# USB Scanner and xsane

## doh

I have my HP 4100C "setup" here, but xsane doesn't seem to want and recognize it!

From `usbview`

```

usbscanner

Serial Number: 00MY87T530WG

Speed: 12Mb/s (full)

USB Version:  1.00

Device Class: 00(>ifc )

Device Subclass: 00

Device Protocol: 00

Maximum Default Endpoint Size: 8

Number of Configurations: 1

Vendor Id: 03f0

Product Id: 0101

Revision Number:  1.00

Config Number: 1

   Number of Interfaces: 1

   Attributes: 60

   MaxPower Needed:   0mA

   Interface Number: 0

      Name: usbscanner

      Alternate Number: 0

      Class: 00(>ifc ) 

      Sub Class: 0

      Protocol: 0

      Number of Endpoints: 3

         Endpoint Address: 81

         Direction: in

         Attribute: 2

         Type: Bulk

         Max Packet Size: 64

         Interval: 0ms

         Endpoint Address: 02

         Direction: out

         Attribute: 2

         Type: Bulk

         Max Packet Size: 16

         Interval: 0ms

         Endpoint Address: 83

         Direction: in

         Attribute: 3

         Type: Int.

         Max Packet Size: 1

         Interval: 250ms

```

I don't know where to look.  I've enabled the stuff in my kernel.  :Sad:  Any ideas?

----------

## Syntaxis

Check out this thread, http://lists.suse.com/archive/suse-linux-e/2001-Mar/1595.html.

----------

## doh

 *Syntaxis wrote:*   

> Check out this thread, http://lists.suse.com/archive/suse-linux-e/2001-Mar/1595.html.

 

that'll do it.  :Wink:  thanks

----------

## shakti

i have the same problem (with epson scanner) but the link here is not valid   :Sad: 

any other ideas?

----------

## shakti

well after a LOT of searching trying crying and screaming here is a link which should help anybody who had similar problems:

http://www.eugeneteo.net/docs/USBScanner-HOWTO.txt

easy and effective.

In case the above link breaks/does not work here it is pasted into my post.

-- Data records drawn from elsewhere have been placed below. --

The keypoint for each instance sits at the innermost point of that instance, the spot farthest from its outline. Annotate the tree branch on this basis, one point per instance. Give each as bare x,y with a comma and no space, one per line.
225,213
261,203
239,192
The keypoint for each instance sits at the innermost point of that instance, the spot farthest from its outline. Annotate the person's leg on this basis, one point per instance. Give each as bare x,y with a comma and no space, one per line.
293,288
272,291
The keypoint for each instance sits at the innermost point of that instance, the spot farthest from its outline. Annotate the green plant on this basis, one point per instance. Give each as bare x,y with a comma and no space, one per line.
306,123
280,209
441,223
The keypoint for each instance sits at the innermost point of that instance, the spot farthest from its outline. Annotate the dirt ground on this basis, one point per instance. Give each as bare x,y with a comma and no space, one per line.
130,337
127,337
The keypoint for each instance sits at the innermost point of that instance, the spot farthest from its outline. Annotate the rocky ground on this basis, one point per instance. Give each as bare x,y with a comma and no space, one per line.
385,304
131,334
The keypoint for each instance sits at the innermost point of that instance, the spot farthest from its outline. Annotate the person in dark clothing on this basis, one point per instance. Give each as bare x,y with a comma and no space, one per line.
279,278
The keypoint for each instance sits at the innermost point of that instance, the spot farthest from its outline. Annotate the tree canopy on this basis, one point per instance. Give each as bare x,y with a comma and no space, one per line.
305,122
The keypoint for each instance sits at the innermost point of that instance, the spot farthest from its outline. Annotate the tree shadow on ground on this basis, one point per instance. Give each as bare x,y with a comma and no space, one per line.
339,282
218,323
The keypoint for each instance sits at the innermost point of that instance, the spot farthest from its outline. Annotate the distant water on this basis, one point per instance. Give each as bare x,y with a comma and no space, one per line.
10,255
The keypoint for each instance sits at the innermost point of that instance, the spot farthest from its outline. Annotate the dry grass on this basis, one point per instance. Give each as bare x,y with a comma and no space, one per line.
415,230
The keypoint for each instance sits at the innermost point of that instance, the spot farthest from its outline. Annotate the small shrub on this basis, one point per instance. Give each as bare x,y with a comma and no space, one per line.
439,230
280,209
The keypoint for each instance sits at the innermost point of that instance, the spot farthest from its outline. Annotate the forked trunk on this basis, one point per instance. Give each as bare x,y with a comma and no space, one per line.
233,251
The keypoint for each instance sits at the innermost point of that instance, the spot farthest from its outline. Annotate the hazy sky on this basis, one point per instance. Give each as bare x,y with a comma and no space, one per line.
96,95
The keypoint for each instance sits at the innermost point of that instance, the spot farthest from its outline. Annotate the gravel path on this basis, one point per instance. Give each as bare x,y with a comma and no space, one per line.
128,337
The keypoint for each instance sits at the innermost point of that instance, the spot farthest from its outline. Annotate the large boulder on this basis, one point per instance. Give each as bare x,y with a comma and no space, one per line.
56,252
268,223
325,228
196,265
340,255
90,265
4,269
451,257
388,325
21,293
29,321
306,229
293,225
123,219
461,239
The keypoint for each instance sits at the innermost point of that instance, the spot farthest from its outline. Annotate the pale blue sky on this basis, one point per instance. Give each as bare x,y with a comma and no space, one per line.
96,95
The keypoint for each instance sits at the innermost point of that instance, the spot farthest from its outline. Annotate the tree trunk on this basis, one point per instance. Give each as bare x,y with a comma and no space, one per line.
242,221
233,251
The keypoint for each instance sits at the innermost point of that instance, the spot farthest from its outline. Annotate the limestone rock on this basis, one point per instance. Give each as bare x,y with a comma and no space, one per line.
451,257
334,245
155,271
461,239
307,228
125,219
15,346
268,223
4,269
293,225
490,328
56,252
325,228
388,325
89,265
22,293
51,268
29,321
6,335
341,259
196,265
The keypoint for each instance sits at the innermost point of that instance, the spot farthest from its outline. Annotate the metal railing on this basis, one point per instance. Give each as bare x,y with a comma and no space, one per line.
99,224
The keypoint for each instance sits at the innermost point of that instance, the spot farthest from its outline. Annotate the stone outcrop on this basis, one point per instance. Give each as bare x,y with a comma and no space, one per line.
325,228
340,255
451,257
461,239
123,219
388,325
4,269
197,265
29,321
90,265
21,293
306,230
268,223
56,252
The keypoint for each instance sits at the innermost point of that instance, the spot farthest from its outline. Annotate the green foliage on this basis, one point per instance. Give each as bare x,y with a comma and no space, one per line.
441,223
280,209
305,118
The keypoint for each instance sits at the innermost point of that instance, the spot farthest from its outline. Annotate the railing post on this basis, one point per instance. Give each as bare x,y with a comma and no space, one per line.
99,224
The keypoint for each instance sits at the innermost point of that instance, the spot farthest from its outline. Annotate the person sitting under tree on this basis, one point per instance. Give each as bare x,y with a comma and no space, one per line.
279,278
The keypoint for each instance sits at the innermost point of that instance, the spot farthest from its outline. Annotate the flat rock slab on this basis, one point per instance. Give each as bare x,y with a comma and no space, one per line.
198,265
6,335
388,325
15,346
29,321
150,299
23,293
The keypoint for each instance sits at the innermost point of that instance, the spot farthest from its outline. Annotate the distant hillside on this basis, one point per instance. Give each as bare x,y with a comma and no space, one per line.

NOTE dont just follow this step by step. read it and adapt for your system/scanner

First of all, you need a working USB subsystem. Here are the steps:

	# tar xvzf linux-2.4.3.tar.gz

	# ln -s linux-2.4.3 linux

	# make mrproper

	# make menuconfig

Choose the following options under USB Support:

	- select Support for USB (module)

	- select Preliminary USB device filesystem

	- select (use lspci -v. More info at Documentation/usb/usb.txt)

	  + UHCI (Intel PIIX4, VIA, ...) support (module) _or_

  	  + UHCI Alternate Driver (JE) support (module) _or_

	  + OHCI (Compaq, iMacs, OPTi, SiS, ALi, ...) support

	- select USB Scanner support (module)

After making the necessary changes to the kernel options, exit the 

configuration menu.

	# vi /usr/src/linux/drivers/usb/scanner.h

Make the following changes:

	--- linux-BAK/drivers/usb/scanner.h      Mon Dec 11 08:49:43 2000

	+++ linux/drivers/usb/scanner.h Wed Apr 11 23:02:56 2001

	@@ -41,10 +41,10 @@

	 MODULE_DESCRIPTION("USB Scanner Driver");

	 MODULE_PARM(vendor, "i");

	-MODULE_PARM_DESC(vendor, "User specified USB idVendor");

	+MODULE_PARM_DESC(vendor, "0x04b8");

	 MODULE_PARM(product, "i");

	-MODULE_PARM_DESC(product, "User specified USB idProduct");

	+MODULE_PARM_DESC(product, "0x0103");

	 /* Enable to activate the ioctl interface.  This is mainly meant for */

If you are not sure what to put for the vendor and product, you can get 

some hints if you scroll down scanner.h, e.g.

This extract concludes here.